Image de couverture de Un type en stéréo.

J'ai toujours eu le regret des banquettes en bois cirées ; celles que l'on retrouve, infatigables seconds rôles, sous les fesses de velours côtelés de voyageurs transits, d'Est en Ouest, entre l'impatience d'arriver à l'heure d'une gare nouvelle et la terreur étouffée, dans un silence 16:9, conjurateur un peu gauche, d'un braquage inévitable. Terminus inattendu, escale sans ticket, pendue au bout de ces bandanas où s'accroche l'aventure ; tout le monde lève les bras, bon public, applaudit, crisse un cran d'arrêt à cette routine de fer. Se vide les poches. Se vide les yeux ; mouille le sillon interfessier d'une angoisse de non-retour à la normale.

Normal, il n'y a pas plus phobique qu'un passager dûment enregistré, dans son bon droit, dans le bon transport, sur la bonne voie ; le moindre retard lui scie les câbles en carton-pâte de la convenance. Con venu à la conclusion, comme un grand, seul, au monde, qu'il n'y a drame que dans sa trame. Alors, forcément, c'est là où il joue sa tragédie égotiste. Pas bête. L'audience est tout ouïe, médusée par son jeu d'acteur. Par contre, niveau costume... déception. Le premier rôle ne porte même pas de stetson.

— Personne ne bouge, y aura pas d'bobos !?
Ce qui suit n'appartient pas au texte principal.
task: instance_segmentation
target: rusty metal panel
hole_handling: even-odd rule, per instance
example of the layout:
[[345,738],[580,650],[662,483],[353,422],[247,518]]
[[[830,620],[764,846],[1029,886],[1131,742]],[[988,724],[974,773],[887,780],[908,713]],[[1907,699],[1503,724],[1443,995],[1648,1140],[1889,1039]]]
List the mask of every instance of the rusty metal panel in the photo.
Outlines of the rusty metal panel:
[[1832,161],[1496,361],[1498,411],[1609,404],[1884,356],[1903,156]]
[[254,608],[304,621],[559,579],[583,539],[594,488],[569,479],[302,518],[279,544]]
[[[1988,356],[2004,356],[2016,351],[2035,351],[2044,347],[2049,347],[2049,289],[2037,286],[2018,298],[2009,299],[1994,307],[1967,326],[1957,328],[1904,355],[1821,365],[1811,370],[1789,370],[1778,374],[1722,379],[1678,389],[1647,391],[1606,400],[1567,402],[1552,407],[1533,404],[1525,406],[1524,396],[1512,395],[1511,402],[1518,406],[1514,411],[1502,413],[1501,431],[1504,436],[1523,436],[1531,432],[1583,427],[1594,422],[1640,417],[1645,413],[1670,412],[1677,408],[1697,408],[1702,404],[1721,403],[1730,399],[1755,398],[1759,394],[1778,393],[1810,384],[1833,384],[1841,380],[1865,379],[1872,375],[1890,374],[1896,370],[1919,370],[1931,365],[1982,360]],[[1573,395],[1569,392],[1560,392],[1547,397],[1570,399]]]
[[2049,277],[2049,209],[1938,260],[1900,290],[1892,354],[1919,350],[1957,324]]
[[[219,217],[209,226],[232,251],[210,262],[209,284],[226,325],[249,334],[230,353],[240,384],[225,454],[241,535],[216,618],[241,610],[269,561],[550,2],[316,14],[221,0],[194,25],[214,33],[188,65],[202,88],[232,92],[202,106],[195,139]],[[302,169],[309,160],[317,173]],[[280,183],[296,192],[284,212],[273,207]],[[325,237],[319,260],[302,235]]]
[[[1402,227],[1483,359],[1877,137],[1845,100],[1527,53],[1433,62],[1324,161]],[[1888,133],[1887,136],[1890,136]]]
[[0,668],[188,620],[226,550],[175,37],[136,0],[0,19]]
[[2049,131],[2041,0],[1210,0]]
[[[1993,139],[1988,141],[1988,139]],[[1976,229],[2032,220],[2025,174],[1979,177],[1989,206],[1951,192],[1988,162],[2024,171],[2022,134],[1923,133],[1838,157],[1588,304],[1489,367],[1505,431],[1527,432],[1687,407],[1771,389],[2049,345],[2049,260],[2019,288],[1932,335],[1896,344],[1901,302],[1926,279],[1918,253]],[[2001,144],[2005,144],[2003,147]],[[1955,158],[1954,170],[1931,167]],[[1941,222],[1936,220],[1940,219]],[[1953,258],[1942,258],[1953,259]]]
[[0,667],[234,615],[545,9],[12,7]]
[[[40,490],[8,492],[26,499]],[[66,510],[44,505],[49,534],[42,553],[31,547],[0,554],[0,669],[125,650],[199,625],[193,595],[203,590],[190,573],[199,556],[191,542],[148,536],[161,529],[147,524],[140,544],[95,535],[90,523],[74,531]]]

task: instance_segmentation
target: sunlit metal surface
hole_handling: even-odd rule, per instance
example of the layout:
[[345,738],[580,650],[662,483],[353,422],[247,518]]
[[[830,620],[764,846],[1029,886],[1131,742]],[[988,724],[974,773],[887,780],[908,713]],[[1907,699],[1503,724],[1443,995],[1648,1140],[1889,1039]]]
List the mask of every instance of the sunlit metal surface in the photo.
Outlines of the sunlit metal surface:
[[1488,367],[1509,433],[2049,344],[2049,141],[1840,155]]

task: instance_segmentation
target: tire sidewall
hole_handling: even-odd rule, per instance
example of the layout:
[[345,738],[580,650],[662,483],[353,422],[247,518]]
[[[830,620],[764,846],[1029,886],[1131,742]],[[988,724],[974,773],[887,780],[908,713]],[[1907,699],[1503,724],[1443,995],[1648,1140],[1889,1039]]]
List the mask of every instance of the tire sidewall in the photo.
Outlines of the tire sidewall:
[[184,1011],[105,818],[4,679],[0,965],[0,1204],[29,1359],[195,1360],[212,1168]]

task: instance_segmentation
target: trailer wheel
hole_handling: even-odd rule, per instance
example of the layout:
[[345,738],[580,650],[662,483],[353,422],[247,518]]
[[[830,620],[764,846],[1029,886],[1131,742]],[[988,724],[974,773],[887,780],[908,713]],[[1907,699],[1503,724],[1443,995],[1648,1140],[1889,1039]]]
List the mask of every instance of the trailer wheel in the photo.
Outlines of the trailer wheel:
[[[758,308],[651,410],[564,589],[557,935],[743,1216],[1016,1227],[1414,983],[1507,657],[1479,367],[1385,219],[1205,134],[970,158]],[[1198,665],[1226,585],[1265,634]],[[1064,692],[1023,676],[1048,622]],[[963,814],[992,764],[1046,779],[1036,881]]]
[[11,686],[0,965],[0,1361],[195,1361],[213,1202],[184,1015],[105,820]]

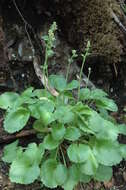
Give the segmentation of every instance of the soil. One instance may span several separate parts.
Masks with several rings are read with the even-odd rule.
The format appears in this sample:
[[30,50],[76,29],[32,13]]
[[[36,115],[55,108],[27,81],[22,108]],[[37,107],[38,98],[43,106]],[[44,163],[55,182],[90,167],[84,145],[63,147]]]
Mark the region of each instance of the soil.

D'accord, les dialogues sont à chier. Mais, probable que ce soit de l'impro, et puis faut dire que c'est plus facile de cracher de belles tirades raciniennes devant un miroir, le soir, en solo, que derrière un Colt en plein jour. J'ai pas raison ? Notre zig a la chemise hawaïenne qui fait du surf dans la sueur, en nage, elle déborde sur ses cuisses. Si fort que j'ai la vague certitude que, dans notre situation, la noyade est le seul risque encouru. Drapeau rouge. Personne ne pense jamais aux canots de sauvetage dans un bus ; la seule vedette ici, c'est le pilote. Le nôtre fait une bise à un vieux tonton d'Amérique qui pique, de passage, bouche froide sur la tempe, il ne semble pas vouloir brûler les étapes, par un enthousiasme mitigé, il négocie à la gueule.

Le quidam aboie :

— À la frontière !

Bon, là, ça devient navrant ; il manque comme qui dirait un States of America à son union. Bref, le volant coopère. On a tous gagné une virée en Espagne ; même s'il faut avouer que ce n'est plus tout à fait exotique depuis qu'on peut s'y rendre sans hablar español un poquito. Mais, tout bien pensé, pour un duel au soleil, ça se considère ; Serge le Lion ne s'est pas vautré là-dessus. Par contre, Almeria... Espérons que le Don qui shot n'a pas l'ambition folle de tirer un urbain jusqu'en Al-Andalus. Au pire, on pourra toujours aller se faire voir à las Bardenas. Faut pas rêver trop grand, quand on braque un autocar ; les gangsters qui finissent aux Bahamas ne prennent pas les transports en commun.

J'en ai ma claque.

Son ridicule me titille la gâchette. Je me lève. Pour lui donner le clap de fin. Le gonze se croit tellement loin devant qu'il n'a plus le moindre égard pour ce qui se trouve derrière. Mais, moi, je suis joueur et tout à gagner dans sa victoire. Je crois en lui ; lui sort un avertissement de scène finale : attention violence :

— John Waynes, c'est toi ou c'est moi ?

Pardonnez-moi si je m'abaisse au niveau. Le type me présente un air vitulin, tout juste avoué par sa vache de mère :

— Mais tu fais quoi ducon ?!

Je meurs un petit peu tous les jours...

— Dégaine cow-boy !

— Quoi ?!

Click...

Pan!

Son interrogation vient moucheter de rubicond la visibilité du conducteur qui n'en croit pas ses lunettes. Tant, qu'il en sort une petite peau de chamois de son uniforme, retire ses binocles, efface toutes traces du copilote. Personne ne moufte devant une erreur de scénario si grossière. J'approche, me plante comme un palmier en plastic en pleine toundra scandinave, devant la surprise étalée, grotesque, morte, sur les marches. Je lui tire son feu. Un vrai, chargé. Parfait. J'abandonne le mien, vide de ma balle :

— Place royale, s’il vous plaît.

Avec la politesse on parvient à tout. Les portes ne tardent pas à s'ouvrir ; le boyau se purge comme sujet à une violente diarrhée. Capitaine compris. Ne restent plus que moi et mon complice en éternité. Une dernière considération pour le vaincu vainqueur :

— À tout à l’heure, gros.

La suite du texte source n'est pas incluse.